Incidental Thrombi on Device Leads Common, but Seemingly Innocuous
There remains a need, however, for further studies to investigate potential longer-term consequences.
Roughly one out of every five patients with an implantable device who is undergoing lead extraction will have incidental thrombi found on the transvenous leads, new prospective data show. The clots seem to have little in the way of clinical significance, however, at least in the short term.
Indeed, the rate of major adverse clinical outcomes through a median follow-up of 9 months was not significantly different between patients with versus without lead thrombi (7% vs 5%; P = 1.00), according to researchers led by Gordon Ho, MD, and Prerana Bhatia, MD (both University of California, San Diego).
Postoperative hospital length of stay did not differ between groups either, they report in a study published online February 27, 2019, ahead of print in JACC: Clinical Electrophysiology.
Ho told TCTMD that thrombi are commonly seen on pacemaker and implantable cardioverter-defibrillator leads but that the appropriate management of these incidental findings is not clear. There has been some question about the need for anticoagulation, he added, but patients with thrombi were not routinely anticoagulated in the current cohort unless there was another indication.
“And yet we still found no differences in outcomes,” Ho said. “So potentially this study does suggest that it may be safe to not start anticoagulation for small thrombi.”
Moreover, there is a theoretical concern that using laser or mechanical sheaths can shear off thrombi from the leads during the extraction process and increase embolization risk, but there was no evidence of that occurring in this study, which “suggests that it is safe to extract these patients with these thrombi” without needing to convert to surgery, Ho said.

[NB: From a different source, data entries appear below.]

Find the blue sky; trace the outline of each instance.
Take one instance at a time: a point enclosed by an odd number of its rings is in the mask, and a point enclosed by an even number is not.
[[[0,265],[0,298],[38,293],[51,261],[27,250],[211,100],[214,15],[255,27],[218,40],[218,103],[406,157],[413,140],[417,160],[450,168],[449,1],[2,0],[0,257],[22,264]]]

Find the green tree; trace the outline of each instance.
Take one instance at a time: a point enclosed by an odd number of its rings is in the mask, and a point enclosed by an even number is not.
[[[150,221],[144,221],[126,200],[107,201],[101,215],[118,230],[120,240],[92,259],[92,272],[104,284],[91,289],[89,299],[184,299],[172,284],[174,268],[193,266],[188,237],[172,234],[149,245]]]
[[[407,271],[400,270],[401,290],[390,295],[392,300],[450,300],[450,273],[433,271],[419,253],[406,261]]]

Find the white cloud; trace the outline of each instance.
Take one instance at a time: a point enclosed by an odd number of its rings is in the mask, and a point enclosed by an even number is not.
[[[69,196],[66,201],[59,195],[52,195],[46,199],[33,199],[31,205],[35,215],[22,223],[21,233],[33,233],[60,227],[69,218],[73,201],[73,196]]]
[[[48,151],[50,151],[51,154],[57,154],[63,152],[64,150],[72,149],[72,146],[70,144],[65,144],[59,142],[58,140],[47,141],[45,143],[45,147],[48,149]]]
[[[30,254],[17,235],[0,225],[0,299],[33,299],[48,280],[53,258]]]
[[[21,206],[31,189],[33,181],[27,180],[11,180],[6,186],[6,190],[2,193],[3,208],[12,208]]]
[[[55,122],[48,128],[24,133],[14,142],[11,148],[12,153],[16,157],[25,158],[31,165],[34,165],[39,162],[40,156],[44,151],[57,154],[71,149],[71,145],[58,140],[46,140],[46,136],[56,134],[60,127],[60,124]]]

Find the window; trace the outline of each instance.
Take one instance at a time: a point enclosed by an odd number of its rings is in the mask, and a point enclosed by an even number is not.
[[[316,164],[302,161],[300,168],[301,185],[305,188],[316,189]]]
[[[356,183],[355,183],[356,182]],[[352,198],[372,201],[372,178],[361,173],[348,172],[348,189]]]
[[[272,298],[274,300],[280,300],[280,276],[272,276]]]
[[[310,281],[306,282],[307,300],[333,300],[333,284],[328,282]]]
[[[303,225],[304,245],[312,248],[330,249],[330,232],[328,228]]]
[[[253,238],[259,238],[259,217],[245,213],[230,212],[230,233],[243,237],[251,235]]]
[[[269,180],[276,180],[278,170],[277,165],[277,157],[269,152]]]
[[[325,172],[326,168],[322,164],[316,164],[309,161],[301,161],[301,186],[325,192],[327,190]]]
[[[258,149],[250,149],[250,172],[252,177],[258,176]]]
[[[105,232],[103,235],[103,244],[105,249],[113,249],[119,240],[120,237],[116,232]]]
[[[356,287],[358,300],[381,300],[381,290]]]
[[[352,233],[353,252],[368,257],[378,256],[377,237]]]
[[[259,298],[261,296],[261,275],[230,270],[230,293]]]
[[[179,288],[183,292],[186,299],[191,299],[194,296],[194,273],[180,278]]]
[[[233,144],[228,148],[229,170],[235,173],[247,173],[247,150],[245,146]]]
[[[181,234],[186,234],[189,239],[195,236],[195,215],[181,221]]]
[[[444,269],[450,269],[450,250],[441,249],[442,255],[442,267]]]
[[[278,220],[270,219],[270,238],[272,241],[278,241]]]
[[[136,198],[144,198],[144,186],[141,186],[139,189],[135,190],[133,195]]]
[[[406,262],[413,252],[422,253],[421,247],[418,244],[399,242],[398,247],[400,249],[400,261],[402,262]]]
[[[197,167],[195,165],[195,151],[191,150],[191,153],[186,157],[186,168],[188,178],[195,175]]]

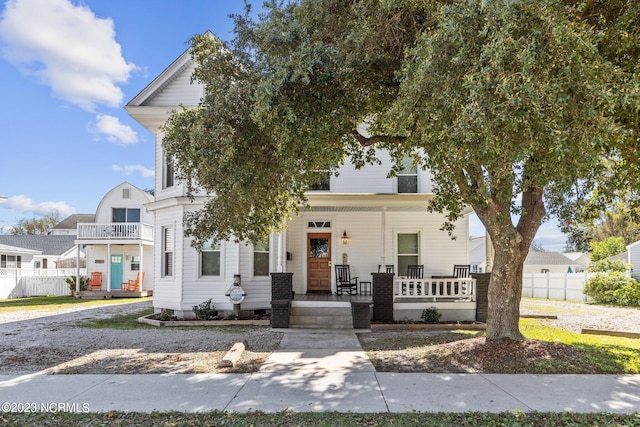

Commenting for TCTMD, Roger Carrillo, MD (Palmetto General Hospital, Hialeah, FL), agreed, saying the findings line up with his own data showing that small thrombi on leads are not associated with any major clinical events.
Still, he said, it’s important to use transesophageal echocardiography before lead extractions—as was done in this study—to document the presence of thrombi and guide appropriate follow-up for potential complications. “Not knowing about it, to me, is not a good strategy,” Carrillo said.
Dearth of Patient, Lead Characteristics Tied to Thrombi
The frequency and clinical significance of thrombi on transvenous leads in patients undergoing lead extraction are not well defined, with prevalence estimates ranging widely from 1.4% to 30%. The best strategy for managing these incidental findings is unclear.
Not knowing about [thrombi], to me, is not a good strategy. Roger Carrillo
To explore the issue, the investigators performed a prospective study of 108 patients with 237 transvenous leads who were referred for lead extraction for a noninfectious reason (most commonly device upgrade, lead fracture, or malposition). All patients underwent preoperative transesophageal echocardiography to look for lead thrombi. Lead extraction was performed using traction alone (13%) or traction combined with laser sheaths (81%) or mechanical sheaths (6%).
Overall, thrombi were found in 18.5% of patients and on 12.2% of leads. All were under 2 cm, and most (86%) were found in the right atrium rather than the right ventricle.
The only clinical characteristic associated with the presence of lead thrombi was younger patient age. No lead features were tied to the finding, and in particular, recalled leads were not more likely to have thrombi than others.
In terms of outcomes, there were no deaths, MIs, or symptomatic pulmonary emboli seen in patients with lead thrombi; one patient who was on warfarin before and after lead extraction had a stroke 3 months after the procedure. “This patient also had atrial fibrillation and subtherapeutic INRs which were a more likely etiology of his cerebrovascular accident than embolization of the lead thrombus,” the authors note.
Among patients without lead thrombi, there were four deaths, one TIA, and one MI.
Ho said that even though the study did not show any short-term consequences of lead thrombi, there is a need for further studies to evaluate any potential longer-term problems, such as the development of chronic thromboembolic pulmonary hypertension. To that end, his team continues to follow the current cohort.
In the meantime, Ho said, “I think these results give us more confidence that we can go ahead and safely extract and not really change our approach,” which includes not routinely anticoagulating patients with lead thrombi in the absence of other indications.
That’s consistent with Carrillo’s view. Noting that he does not start anticoagulation in the presence of lead thrombi unless there are other reasons to do so, he said, “It seems safe if you have these small thrombi to undergo a procedure like lead extraction.”
Photo Credit: Gordon Ho, MD. Mobile thrombus (1.6 cm) detected using periprocedural transesophageal echocardiography on an RV implantable cardioverter-defibrillator lead.
Ho G, Bhatia P, Mehta I, et al. Prevalence and short-term clinical outcome of mobile thrombi detected on transvenous leads in patients undergoing lead extraction. JACC Clin Electrophysiol. 2019;Epub ahead of print.
- Ho reports receiving fellowship support from Abbott Laboratories, Boston Scientific, Medtronic, and Biotronik and owning equity in Vektor Medical.
- Bhatia and Carrillo report no relevant conflicts of interest.